Global small arms sales reached $2.9 billion in 2006

The value of the global trade in small arms and light weapons is estimated to have risen by 28 % between 2000 and 2006 to reach $2.9 billion (R23 billion), according to UN customs data presented in the 2009 edition of the Small Arms Survey.
The annual report, published by the Geneva Graduate Institute of International and Development Studies, says the demand for guns in the US remains the key driver of trade in small arms, UN News Centre reports.
“The US continues to drive the global small arms trade, remaining the largest importer of pistols and revolvers, sporting shotguns, and small-calibre ammunition.

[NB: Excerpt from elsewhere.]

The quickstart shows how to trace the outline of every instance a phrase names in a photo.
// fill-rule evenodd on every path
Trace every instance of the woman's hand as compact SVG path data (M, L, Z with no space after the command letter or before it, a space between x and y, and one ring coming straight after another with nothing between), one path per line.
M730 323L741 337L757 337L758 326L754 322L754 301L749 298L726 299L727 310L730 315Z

Greater demand for small arms in the US was responsible for 48% of the worldwide increase in imports from 2000 to 2006,” states a press release issued in Geneva.
The top exporters of small arms include the US, Italy, Germany and Brazil, with the US also leading the list of importers, followed by Saudi Arabia, Cyprus and Germany, according to the report which is based information from 53 countries.
“Current data shows that the global trade in small arms and light weapons is robust and even expanding, and that handguns are driving it,” said Small Arms Survey Programme Director Keith Krause.
“We don`t know whether these weapons are destined for civilians, police, or military forces. But it is striking that handguns have outpaced all other small arms and light weapons over the period,” he added.
The report also includes a section on post-conflict situations that highlights case studies of Aceh (Indonesia), Afghanistan, and southern Lebanon.